Many reasons to celebrate

WHEN my wife and I crossed Wenceslas Square in the beautiful city of Prague on St Stephen’s Day, there was no snow on the ground, crisp, even or otherwise.

Many reasons to celebrate

A light rain was falling and the air was as temperate as it was in West Cork when we arrived home at midnight. Our trip had begun at ten o’clock that morning in Budejovice in Bohemia, a three-hour rail journey to the south.

Wenceslas, a 10th century king of Bohemia later to be canonised, was the paragon of a righteous king, an example to the monarchy of Europe. The carol relates how, upon hearing of a peasant who was without sustenance or comfort at Christmas, he set off to bring him food, wine and fuel for his fire. So harsh was the journey that his servant got lost in a blizzard, but found the king’s footsteps and thus could follow him. Wenceslas’s journey was enshrined in the annals of Christian charity. In the 15th. century, a pope, Pius II, emulated it, walking ten miles barefoot in the snow to bring alms to the poor.

My wife and I had gone to the Czech Republic not only to celebrate Christmas with one of our sons but to see our newborn grandson, to ‘check him out’ as my uncle, still very witty at the age of 90, pointed out.

The little boy was born at home, in a birthing pool of tepid water (when it sprung a leak my son, his father, had to use his finger to stem the flow) and was immediately swaddled in his mother’s arms. He slept at her breast that night — as he has every night since — his parents believing that the too-hasty removal of an infant to a cradle, abruptly isolating it from the human warmth and security it felt in the womb, may be traumatic for a child.

These days, home-birthing is often the favoured option of young people.
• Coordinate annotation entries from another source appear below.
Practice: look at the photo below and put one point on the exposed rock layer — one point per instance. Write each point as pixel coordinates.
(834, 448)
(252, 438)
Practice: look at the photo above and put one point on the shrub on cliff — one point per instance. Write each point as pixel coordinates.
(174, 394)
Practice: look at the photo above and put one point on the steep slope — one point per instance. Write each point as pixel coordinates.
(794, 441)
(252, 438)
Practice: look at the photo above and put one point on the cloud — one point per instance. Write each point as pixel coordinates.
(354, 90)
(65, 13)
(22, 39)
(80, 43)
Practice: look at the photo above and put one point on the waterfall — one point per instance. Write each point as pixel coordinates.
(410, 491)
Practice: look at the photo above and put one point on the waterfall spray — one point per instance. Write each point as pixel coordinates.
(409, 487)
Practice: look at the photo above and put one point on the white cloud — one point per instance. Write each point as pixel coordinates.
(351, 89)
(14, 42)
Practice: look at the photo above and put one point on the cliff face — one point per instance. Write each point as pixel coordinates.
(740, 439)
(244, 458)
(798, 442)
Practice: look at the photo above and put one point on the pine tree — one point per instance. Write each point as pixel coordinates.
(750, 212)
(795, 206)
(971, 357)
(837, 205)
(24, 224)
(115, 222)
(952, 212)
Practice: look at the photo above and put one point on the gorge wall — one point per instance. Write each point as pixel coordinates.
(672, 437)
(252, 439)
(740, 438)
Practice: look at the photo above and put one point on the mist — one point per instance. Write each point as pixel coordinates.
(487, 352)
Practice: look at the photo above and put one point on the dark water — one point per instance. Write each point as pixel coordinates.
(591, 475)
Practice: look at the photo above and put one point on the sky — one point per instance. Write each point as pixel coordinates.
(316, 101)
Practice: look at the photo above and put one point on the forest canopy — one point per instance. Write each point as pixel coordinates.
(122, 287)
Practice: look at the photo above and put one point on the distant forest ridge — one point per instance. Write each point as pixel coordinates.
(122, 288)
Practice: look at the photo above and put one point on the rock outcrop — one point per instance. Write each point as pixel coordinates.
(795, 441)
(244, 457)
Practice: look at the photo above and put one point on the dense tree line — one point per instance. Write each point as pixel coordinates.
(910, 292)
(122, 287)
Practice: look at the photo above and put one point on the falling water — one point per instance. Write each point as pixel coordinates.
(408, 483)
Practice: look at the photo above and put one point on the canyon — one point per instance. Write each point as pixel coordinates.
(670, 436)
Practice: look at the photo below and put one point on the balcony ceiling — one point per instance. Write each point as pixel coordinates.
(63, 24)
My generation was, of course, invariably born at home. While home delivery carries risks, the parents argue that, in this case, the child did not contract jaundice, as do many babies, nor was it exposed to the danger of hospital bugs. Carried in a sling at the mother’s breast, he is a remarkably placid and contented infant, and never once interrupted our Christmas cheer.

It is, we know, part of the Christmas story that Mary laid the infant Jesus in a manger, but such details may owe more to theatre than to reality, just as Mary is rarely depicted with a swollen stomach and never with swollen ankles. To subscribe to the popular account, we must, perhaps, engage the willing suspension of disbelief.

In Bohemia, Christmas is celebrated on Dec 24 and we ate the traditional dinner of carp and potato salad at the in-laws. The carp, reared in a gravel-bottomed lake, was excellent and did not taste in the least muddy; meanwhile, the home-baked cakes and biscuits were superb. Next day, my wife made an Irish Christmas dinner in my son’s flat. The turkey, raised on a family farm, was tender and succulent, and the pudding and cake, carried from Ireland, were at their traditional best.

One afternoon, before the thaw, we drove to the country, down unpaved tracks, through pines and birch trees. Deer scattered across the snowy fields at our approach. Over the ice-bound lakes, a profound stillness reigned, a grey, frozen world, silent in the iron grip of winter. Later, the sun came out and in the glorious, yellow light, we saw bees buzzing around hives. Later, walking back by the same path as the sun lowered and the air grew chill, we saw that they had returned indoors, perhaps to go back to sleep.

As a Christmas gift, our son bought us tickets to a Mozart concert in Vienna, three hours away by train. It was a magnificent occasion; we had never experienced the swell and ebb of a one hundred-piece symphony orchestra in the grandeur of a famous concert hall before. Afterwards, we walked down to the Danube. On a pool off the main flow, mallard stood on the ice, dark outlines against the light reflected from the bridge above.